The fact that a model developed on single-dose data could accurately predict steady-state concentrations is meaningful. It suggests the model captures the underlying biology rather than just memorizing one dataset. That kind of validated model can then be interrogated to answer questions that clinical trials alone cannot easily address.
Key variables the model identified
The study highlighted four main factors that drive variability in how much of the oral peptide reaches systemic circulation: the dose of the peptide itself, the concentration of SNAC in the formulation, gastrointestinal permeability at the gastric level, and the intestinal first-pass effect.
Gastrointestinal permeability is partly an individual biological trait and partly a situational one. People differ in how permeable their gut lining is, and the same person may have different permeability depending on hydration, inflammation, or other medications. The intestinal first-pass effect refers to metabolism that happens in the gut wall and liver before the drug reaches general circulation. Both factors were shown to be meaningful sources of variability in predicted blood levels.
These findings have direct relevance for population simulations. When the model was used to simulate outcomes across a diverse group of virtual subjects rather than just one average individual, the spread of predicted drug exposures was wide. This kind of population-level insight helps researchers understand why some individuals in clinical trials show quite different responses to the same dose.
Implications for future formulation research
The authors note that the semi-mechanistic model developed here is a stepping stone toward more complex physiologically based pharmacokinetic models, often called PBPK models. PBPK models incorporate even more granular anatomy and physiology, mapping drug movement through specific tissues and organs rather than abstracted compartments.
A validated PBPK model built on this foundation could help researchers predict how the oral formulation behaves in people with gastric conditions, altered liver function, or different body composition without running separate clinical trials for every subgroup. It could also help predict drug-drug interactions, since the SNAC-mediated absorption pathway might be sensitive to other compounds taken at the same time.
The broader lesson from this work is that oral peptide delivery is not simply a matter of swallowing what was previously injected. The formulation chemistry, the timing relative to food, the individual biology of the person taking it, and the dose-concentration relationship of the absorption enhancer all interact in ways that require careful mathematical modelling to understand and optimize.
What this means for peptide science broadly
GLP-1 analogues are among the most studied peptides in current clinical literature, but the pharmacokinetic principles this study explores apply far beyond that single class. Any research peptide with a large molecular structure faces similar barriers to oral absorption. The development of permeation enhancers, protective coatings, and other formulation strategies is an active area of research across many peptide families.

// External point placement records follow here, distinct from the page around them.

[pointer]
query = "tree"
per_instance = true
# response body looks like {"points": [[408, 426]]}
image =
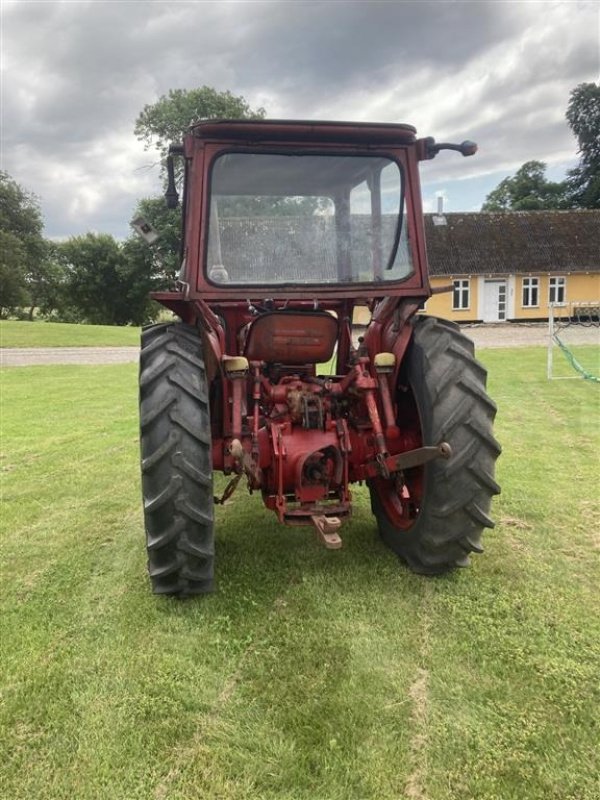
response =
{"points": [[24, 249], [527, 190], [158, 125], [161, 123], [103, 285], [12, 277], [583, 115]]}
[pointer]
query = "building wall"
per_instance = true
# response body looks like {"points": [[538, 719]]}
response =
{"points": [[579, 287]]}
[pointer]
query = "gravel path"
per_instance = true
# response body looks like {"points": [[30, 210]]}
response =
{"points": [[30, 356], [509, 335]]}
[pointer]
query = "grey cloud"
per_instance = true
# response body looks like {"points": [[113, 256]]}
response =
{"points": [[79, 73]]}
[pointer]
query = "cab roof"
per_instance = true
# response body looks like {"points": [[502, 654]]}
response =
{"points": [[285, 130]]}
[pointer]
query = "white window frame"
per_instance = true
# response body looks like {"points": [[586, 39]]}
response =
{"points": [[463, 286], [529, 284], [557, 284]]}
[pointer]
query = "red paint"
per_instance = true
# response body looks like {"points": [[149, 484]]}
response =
{"points": [[305, 436]]}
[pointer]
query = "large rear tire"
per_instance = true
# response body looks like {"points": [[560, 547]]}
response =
{"points": [[176, 460], [433, 516]]}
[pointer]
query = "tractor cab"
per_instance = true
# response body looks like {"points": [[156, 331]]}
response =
{"points": [[287, 228]]}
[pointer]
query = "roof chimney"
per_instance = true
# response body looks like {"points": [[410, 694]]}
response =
{"points": [[439, 218]]}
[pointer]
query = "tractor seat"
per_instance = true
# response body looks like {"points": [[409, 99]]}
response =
{"points": [[291, 337]]}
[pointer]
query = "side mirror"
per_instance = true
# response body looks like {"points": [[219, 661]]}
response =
{"points": [[171, 195], [145, 230], [429, 148]]}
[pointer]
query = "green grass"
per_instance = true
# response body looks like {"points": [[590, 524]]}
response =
{"points": [[61, 334], [310, 674]]}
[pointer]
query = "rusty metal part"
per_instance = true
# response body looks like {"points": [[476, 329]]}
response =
{"points": [[229, 490], [412, 458], [327, 530]]}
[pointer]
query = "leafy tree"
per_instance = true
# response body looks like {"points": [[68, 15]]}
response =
{"points": [[161, 123], [21, 221], [103, 285], [583, 115], [158, 125], [527, 190], [12, 277]]}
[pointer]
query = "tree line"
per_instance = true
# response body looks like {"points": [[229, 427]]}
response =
{"points": [[95, 278]]}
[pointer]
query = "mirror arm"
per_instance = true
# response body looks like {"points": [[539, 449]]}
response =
{"points": [[428, 148], [171, 195]]}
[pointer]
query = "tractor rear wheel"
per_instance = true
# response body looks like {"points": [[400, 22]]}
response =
{"points": [[176, 460], [433, 516]]}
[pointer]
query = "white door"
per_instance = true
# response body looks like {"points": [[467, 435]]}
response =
{"points": [[494, 301]]}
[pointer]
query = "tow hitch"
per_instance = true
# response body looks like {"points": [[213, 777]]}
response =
{"points": [[412, 458]]}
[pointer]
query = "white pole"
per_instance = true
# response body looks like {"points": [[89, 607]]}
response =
{"points": [[550, 339]]}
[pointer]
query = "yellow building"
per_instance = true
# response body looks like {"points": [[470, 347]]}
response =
{"points": [[510, 266]]}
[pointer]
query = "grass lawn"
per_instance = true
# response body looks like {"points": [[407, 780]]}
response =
{"points": [[310, 674], [61, 334]]}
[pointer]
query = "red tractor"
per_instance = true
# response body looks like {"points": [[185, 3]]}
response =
{"points": [[288, 227]]}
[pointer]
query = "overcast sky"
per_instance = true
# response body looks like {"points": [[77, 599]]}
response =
{"points": [[75, 75]]}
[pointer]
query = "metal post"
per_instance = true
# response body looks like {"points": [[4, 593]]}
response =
{"points": [[550, 339]]}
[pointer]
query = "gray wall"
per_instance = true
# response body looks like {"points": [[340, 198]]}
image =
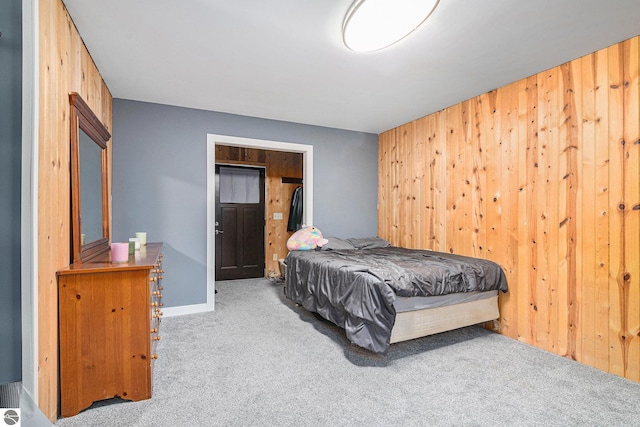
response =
{"points": [[160, 173], [10, 182]]}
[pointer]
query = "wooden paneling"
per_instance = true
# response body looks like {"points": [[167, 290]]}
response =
{"points": [[65, 66], [543, 177], [278, 198]]}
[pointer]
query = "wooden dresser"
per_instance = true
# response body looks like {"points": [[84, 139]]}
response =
{"points": [[109, 323]]}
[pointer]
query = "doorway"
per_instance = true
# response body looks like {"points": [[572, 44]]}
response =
{"points": [[212, 140], [239, 224]]}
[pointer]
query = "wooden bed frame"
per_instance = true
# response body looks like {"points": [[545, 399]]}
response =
{"points": [[429, 321]]}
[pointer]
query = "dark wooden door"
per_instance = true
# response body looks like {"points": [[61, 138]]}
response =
{"points": [[240, 227]]}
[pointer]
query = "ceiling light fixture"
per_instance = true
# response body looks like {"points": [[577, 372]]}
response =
{"points": [[375, 24]]}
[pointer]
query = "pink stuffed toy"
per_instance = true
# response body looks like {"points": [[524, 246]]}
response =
{"points": [[306, 239]]}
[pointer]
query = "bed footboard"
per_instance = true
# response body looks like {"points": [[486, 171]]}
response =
{"points": [[429, 321]]}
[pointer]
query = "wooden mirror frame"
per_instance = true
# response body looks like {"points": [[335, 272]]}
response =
{"points": [[83, 118]]}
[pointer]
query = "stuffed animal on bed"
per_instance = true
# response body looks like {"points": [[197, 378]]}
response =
{"points": [[306, 239]]}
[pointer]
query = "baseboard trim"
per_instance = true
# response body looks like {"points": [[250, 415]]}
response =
{"points": [[184, 309]]}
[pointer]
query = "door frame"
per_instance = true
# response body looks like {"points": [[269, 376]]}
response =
{"points": [[307, 194]]}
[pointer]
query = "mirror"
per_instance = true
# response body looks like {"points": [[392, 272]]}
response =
{"points": [[89, 187]]}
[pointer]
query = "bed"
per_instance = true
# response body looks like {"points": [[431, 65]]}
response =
{"points": [[381, 294]]}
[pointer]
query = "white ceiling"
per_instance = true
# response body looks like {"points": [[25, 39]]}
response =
{"points": [[284, 59]]}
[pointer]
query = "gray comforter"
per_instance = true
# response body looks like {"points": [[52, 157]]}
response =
{"points": [[355, 289]]}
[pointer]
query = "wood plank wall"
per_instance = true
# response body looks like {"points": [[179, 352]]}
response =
{"points": [[543, 177], [278, 199], [65, 66]]}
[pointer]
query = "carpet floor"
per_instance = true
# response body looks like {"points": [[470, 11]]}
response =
{"points": [[260, 360]]}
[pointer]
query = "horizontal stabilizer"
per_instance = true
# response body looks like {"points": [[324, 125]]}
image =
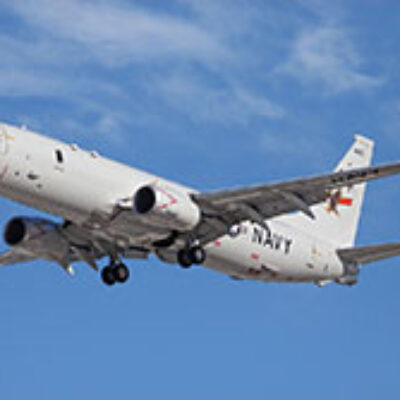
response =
{"points": [[369, 254]]}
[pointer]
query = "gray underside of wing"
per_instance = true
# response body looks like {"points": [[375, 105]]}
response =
{"points": [[369, 254], [223, 209], [12, 257]]}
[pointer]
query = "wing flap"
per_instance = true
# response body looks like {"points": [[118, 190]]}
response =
{"points": [[369, 254]]}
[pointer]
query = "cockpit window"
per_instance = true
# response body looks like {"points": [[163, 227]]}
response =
{"points": [[59, 156]]}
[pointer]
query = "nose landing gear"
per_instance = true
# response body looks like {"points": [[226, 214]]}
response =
{"points": [[191, 255], [115, 273]]}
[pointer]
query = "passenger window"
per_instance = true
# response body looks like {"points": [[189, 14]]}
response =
{"points": [[59, 156]]}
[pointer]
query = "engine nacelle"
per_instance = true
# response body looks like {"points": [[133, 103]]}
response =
{"points": [[21, 230], [166, 207]]}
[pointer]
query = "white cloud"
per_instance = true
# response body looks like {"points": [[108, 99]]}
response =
{"points": [[117, 33], [326, 55], [224, 104]]}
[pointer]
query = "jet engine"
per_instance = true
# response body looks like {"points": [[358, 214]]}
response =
{"points": [[166, 207]]}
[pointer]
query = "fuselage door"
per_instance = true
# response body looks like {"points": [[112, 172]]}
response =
{"points": [[3, 141]]}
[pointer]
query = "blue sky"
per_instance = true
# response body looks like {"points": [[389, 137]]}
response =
{"points": [[211, 93]]}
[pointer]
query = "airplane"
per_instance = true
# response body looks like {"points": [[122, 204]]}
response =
{"points": [[300, 230]]}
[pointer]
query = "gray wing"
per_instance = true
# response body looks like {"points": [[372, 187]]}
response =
{"points": [[12, 257], [369, 254], [221, 210]]}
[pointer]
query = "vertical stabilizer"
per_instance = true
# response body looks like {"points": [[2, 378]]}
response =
{"points": [[337, 219]]}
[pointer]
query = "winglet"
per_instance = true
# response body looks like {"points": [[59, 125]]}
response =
{"points": [[366, 141]]}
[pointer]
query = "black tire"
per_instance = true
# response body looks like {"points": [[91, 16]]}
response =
{"points": [[121, 273], [197, 255], [108, 277], [184, 259]]}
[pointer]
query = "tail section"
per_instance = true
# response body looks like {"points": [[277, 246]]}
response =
{"points": [[338, 219]]}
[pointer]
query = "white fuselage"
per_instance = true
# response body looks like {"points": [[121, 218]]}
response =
{"points": [[84, 187]]}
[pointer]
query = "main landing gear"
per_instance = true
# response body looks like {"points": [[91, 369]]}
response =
{"points": [[191, 255], [115, 273]]}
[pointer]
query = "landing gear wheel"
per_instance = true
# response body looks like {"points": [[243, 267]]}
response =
{"points": [[197, 255], [121, 273], [184, 258], [108, 277]]}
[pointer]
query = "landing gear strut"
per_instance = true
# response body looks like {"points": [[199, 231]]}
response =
{"points": [[191, 255], [115, 273]]}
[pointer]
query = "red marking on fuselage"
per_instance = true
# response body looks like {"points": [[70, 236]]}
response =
{"points": [[3, 173], [345, 201]]}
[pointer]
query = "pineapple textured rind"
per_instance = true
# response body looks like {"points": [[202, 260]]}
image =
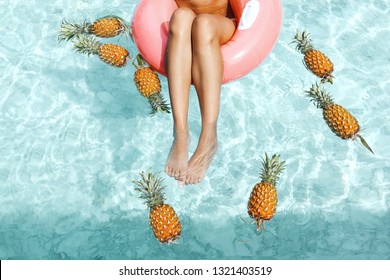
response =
{"points": [[163, 219], [263, 198]]}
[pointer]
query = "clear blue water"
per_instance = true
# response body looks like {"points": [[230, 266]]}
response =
{"points": [[74, 133]]}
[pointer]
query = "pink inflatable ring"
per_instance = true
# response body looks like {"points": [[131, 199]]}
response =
{"points": [[258, 29]]}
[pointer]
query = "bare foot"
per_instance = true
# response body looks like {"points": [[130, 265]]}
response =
{"points": [[177, 163], [204, 154]]}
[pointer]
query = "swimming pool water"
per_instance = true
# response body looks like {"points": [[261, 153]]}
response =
{"points": [[74, 133]]}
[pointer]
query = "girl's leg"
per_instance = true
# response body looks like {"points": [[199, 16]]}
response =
{"points": [[209, 32], [178, 61]]}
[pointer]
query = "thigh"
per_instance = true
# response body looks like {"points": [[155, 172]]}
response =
{"points": [[213, 26], [181, 20]]}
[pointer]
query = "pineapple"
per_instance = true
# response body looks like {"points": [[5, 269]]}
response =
{"points": [[109, 26], [339, 120], [315, 61], [111, 54], [149, 86], [263, 199], [162, 217]]}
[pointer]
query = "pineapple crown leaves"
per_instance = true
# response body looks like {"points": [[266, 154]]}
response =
{"points": [[156, 101], [151, 189], [86, 44], [126, 29], [271, 169], [68, 30], [319, 96], [303, 41], [158, 104]]}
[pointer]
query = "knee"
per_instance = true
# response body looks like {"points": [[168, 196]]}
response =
{"points": [[181, 21], [203, 30]]}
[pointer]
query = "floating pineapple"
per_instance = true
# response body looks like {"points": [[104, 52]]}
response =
{"points": [[109, 26], [111, 54], [339, 120], [263, 199], [315, 61], [149, 86], [162, 217]]}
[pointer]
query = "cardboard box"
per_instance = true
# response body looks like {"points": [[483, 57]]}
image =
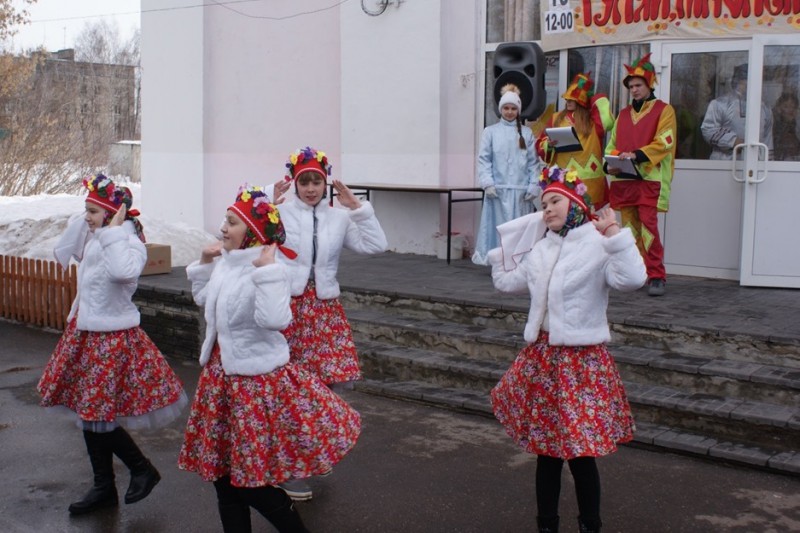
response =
{"points": [[159, 259]]}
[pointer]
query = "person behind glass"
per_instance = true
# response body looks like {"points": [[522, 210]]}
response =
{"points": [[257, 420], [105, 368], [786, 128], [644, 132], [562, 398], [507, 169], [590, 115], [724, 121]]}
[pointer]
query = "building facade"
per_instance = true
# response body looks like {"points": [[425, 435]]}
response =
{"points": [[398, 92]]}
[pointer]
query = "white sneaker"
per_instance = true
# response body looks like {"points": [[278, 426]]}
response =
{"points": [[297, 489]]}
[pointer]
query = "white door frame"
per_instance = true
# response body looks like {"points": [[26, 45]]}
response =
{"points": [[754, 178]]}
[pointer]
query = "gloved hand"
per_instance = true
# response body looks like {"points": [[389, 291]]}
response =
{"points": [[532, 193]]}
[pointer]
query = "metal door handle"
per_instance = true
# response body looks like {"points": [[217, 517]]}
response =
{"points": [[737, 149], [761, 175]]}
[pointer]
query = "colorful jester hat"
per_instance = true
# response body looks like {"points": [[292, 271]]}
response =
{"points": [[104, 193], [641, 68], [261, 217], [308, 160], [566, 183], [581, 89]]}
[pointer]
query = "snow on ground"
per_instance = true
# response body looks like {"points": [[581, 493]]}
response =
{"points": [[31, 225]]}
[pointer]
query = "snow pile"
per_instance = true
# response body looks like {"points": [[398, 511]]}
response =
{"points": [[31, 225]]}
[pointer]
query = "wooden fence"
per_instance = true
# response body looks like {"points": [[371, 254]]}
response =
{"points": [[36, 292]]}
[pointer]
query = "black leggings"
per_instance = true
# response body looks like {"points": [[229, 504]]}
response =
{"points": [[266, 500], [587, 486]]}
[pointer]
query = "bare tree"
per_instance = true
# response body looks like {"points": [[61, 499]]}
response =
{"points": [[100, 44]]}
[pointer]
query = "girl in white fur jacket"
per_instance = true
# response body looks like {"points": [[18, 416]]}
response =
{"points": [[562, 398], [105, 368], [319, 336], [257, 420]]}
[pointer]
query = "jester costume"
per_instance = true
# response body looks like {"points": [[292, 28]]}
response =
{"points": [[648, 129]]}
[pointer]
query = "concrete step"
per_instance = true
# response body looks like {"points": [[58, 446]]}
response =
{"points": [[472, 345], [646, 332], [772, 384], [658, 436], [741, 420]]}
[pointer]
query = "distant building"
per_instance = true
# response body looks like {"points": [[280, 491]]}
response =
{"points": [[99, 100]]}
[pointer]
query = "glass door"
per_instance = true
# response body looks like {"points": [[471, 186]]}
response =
{"points": [[729, 213], [770, 251]]}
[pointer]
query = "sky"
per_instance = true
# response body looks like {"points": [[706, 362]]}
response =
{"points": [[55, 24], [31, 225]]}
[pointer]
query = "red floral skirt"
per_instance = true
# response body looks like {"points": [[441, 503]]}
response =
{"points": [[265, 429], [112, 376], [320, 339], [564, 401]]}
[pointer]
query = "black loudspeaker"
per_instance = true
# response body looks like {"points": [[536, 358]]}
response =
{"points": [[521, 63]]}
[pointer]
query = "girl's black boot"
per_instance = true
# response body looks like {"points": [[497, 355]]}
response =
{"points": [[144, 475], [547, 524], [276, 506], [235, 518], [103, 493], [589, 525]]}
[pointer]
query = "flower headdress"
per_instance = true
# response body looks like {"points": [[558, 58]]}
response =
{"points": [[581, 89], [509, 94], [567, 183], [261, 217], [104, 193], [308, 160], [641, 68]]}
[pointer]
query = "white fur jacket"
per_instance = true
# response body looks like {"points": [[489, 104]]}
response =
{"points": [[245, 308], [357, 230], [108, 274], [569, 278]]}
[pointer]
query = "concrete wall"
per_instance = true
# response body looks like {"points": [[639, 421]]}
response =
{"points": [[229, 92], [173, 170], [125, 158]]}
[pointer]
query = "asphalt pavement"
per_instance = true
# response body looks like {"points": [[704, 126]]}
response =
{"points": [[415, 469]]}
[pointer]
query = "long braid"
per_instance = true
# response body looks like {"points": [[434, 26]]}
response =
{"points": [[522, 145]]}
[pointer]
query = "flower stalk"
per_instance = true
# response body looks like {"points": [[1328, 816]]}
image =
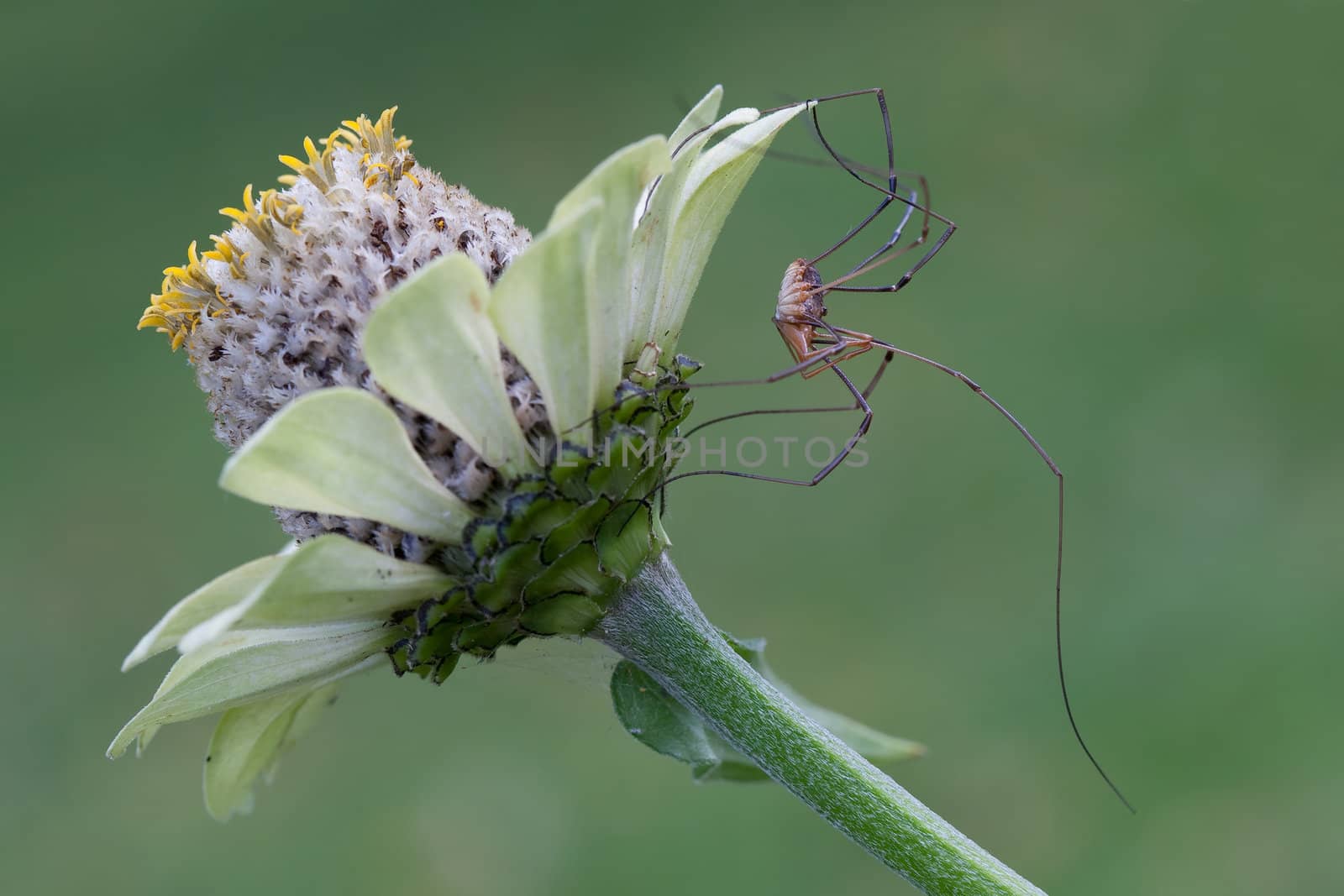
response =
{"points": [[656, 624]]}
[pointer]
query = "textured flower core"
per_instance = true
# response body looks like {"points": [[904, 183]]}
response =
{"points": [[277, 308]]}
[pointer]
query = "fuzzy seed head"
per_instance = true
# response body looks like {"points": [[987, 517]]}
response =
{"points": [[277, 308]]}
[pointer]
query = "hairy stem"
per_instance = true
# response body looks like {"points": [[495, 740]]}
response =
{"points": [[658, 625]]}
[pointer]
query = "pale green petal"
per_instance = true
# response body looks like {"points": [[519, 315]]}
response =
{"points": [[618, 181], [542, 312], [649, 244], [249, 741], [702, 116], [248, 665], [432, 344], [709, 192], [327, 579], [205, 602], [343, 452]]}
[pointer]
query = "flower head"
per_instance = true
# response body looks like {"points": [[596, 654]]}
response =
{"points": [[463, 429]]}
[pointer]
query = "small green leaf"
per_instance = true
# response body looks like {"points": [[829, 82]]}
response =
{"points": [[248, 743], [430, 343], [342, 450], [205, 602], [542, 311], [658, 720], [245, 665], [327, 579]]}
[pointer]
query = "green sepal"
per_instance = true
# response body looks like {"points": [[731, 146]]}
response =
{"points": [[577, 528], [512, 569], [625, 539], [577, 570], [562, 614]]}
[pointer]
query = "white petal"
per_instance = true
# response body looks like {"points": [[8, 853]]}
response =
{"points": [[542, 312], [432, 344], [618, 181], [249, 741], [248, 665], [342, 450], [205, 602], [702, 116], [327, 579], [649, 244]]}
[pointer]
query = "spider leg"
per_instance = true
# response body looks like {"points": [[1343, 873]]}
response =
{"points": [[1059, 543]]}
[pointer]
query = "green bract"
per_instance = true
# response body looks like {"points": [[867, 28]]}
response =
{"points": [[564, 521]]}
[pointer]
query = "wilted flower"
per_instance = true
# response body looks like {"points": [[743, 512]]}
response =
{"points": [[461, 427]]}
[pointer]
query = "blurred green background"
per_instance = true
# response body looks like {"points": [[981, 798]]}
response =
{"points": [[1147, 275]]}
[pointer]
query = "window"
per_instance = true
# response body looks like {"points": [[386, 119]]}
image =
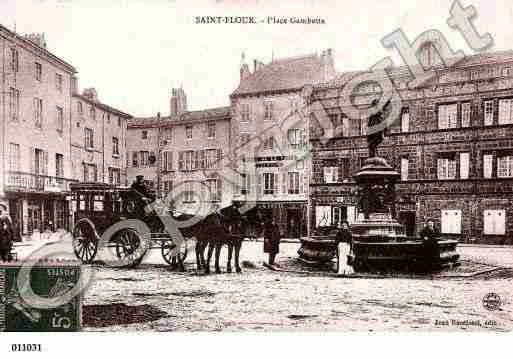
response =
{"points": [[494, 222], [447, 167], [488, 112], [487, 166], [447, 116], [269, 143], [322, 216], [293, 183], [168, 161], [90, 172], [15, 59], [167, 186], [167, 134], [211, 157], [465, 114], [245, 183], [268, 111], [270, 182], [38, 112], [405, 120], [505, 166], [92, 112], [505, 111], [14, 157], [244, 138], [14, 104], [58, 82], [59, 165], [115, 146], [244, 112], [187, 163], [214, 189], [60, 119], [404, 169], [114, 176], [189, 192], [296, 137], [89, 134], [464, 165], [211, 129], [451, 221], [144, 158], [38, 71]]}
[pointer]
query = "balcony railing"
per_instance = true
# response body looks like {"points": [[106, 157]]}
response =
{"points": [[29, 182]]}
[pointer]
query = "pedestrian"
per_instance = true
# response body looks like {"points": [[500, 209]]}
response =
{"points": [[343, 239], [431, 252], [271, 240], [6, 234]]}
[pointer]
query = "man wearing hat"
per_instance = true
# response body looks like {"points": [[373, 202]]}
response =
{"points": [[429, 235], [6, 233]]}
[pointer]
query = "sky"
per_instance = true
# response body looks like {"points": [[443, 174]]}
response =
{"points": [[134, 52]]}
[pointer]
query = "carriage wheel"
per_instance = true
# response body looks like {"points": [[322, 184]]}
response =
{"points": [[127, 243], [85, 244], [167, 251]]}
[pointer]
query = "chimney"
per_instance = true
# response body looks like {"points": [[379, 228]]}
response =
{"points": [[328, 65], [257, 65], [91, 94], [178, 102], [37, 39], [244, 68]]}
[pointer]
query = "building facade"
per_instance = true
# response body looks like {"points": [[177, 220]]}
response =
{"points": [[98, 140], [183, 156], [35, 132], [271, 136], [452, 142]]}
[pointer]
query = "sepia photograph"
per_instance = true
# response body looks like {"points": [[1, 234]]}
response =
{"points": [[295, 166]]}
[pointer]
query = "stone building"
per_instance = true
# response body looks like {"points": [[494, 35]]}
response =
{"points": [[98, 140], [35, 132], [270, 136], [183, 155], [452, 142]]}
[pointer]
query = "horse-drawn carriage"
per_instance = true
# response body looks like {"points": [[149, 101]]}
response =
{"points": [[106, 216], [98, 208]]}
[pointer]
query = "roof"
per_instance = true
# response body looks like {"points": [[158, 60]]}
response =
{"points": [[475, 60], [283, 74], [34, 46], [217, 113], [102, 106]]}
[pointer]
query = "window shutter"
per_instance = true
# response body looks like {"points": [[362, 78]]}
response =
{"points": [[180, 161], [45, 163], [32, 159]]}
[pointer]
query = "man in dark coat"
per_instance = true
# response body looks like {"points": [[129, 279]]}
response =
{"points": [[272, 239], [429, 235], [343, 239], [6, 234]]}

For researchers and informed readers following the peptide space, this study is a useful reminder that the route of administration matters as much as the molecule itself. A peptide delivered subcutaneously, intranasally, or orally can produce very different blood-level profiles even at the same nominal dose, because the absorption barriers and first-pass effects are completely different by route.
The Xenobiotica paper adds a rigorous quantitative framework to that principle, giving future researchers a validated model they can build on. Early data from this kind of mechanistic modelling tends to inform not just drug development but also the design of more informative clinical trials, where dosing strategies can be tested against model predictions before committing to large-scale studies.